婚后的三儿就跟他的新媳妇住在刚落成的新家,白天就去山上的爹娘那里吃饭,晚上回来山下的新房睡觉。村里的人这次再没有了原来的那种兴致。毕竟5年过去了,5年的时光,是足以让那些劳作不息而无暇他顾的庄户人迅速老去10年的。
然而,他们偶尔也会夸赞一下三儿的媳妇能干,因为她隔三差五就能蒸出一锅白胖暄软又香甜的馒头。要知道农忙的时候,很少有谁家的媳妇还有力气蒸馒头的。
可惜好景不长,大约也就一年的时间,因为一些鸡毛蒜皮的事情,她也吵着闹着回了娘家,从此再也没有回来。从那之后,三儿再也没有找过老婆。山上山下,田间地头,人们又开始看到他忙碌的身影。有时,远远的看到他,人们会小声的嘀咕:“他可能要一辈子自己一个人了。”
前些日子放假回家,吃过晚饭和母亲出门散步,走在山村的小路上想感受一下夜的静谧。穿梭在那坐落在半山坡的小小村落,抬头望向天空,满天闪烁的星星,仿佛要滴落在我的脸上。吹过的风里,夹杂着谁家的饭香、夹杂着羊圈里的粪土味、还有那一个个从身旁走过的汗渍味,重要的是,我闻到了那一片我深深热爱的泥土的芳香味。
 
正当我沉醉于家乡的夜色是,却被一声声划破长空突然而来的尖尖的叫唤声吓得胆颤心惊。我问母亲:“三儿怎么又开始这样叫唤了?”母亲叹气说:“这几年越发严重了,可能是没有老婆,年纪也大了,使性子不干活,还落下一身病。”

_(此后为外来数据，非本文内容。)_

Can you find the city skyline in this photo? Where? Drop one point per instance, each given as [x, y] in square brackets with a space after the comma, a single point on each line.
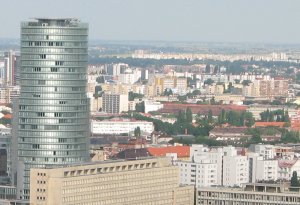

乡村的夜,总是黑的那么早,甚至静得有些可怕,一点点的风吹草动就能让人寒颤不已。三儿尖尖的叫唤声,如同凄厉刺耳的哨音,盘旋在村庄的上空,兀自于村的另一端山的边界回荡着。然而天亮了以后,村里的谁还能记着他的不幸,谁又能懂他内心的伤痛呢?
 
或许,从胎梦里,他就与平常人不同吧;或许他真的会这样孤苦终老一辈子;或许,想到从前,难过之余,他的内心也会有一些欢乐吧!
时过境迁以后,三儿会变成什么样子?会不会有人心疼他?会不会过得比过去快乐?或许,村里的人们,不再继续谈论他,他或许能更快乐。
这个被我叫做三哥的人,此刻想到他,心里的某个地方,还是痛了。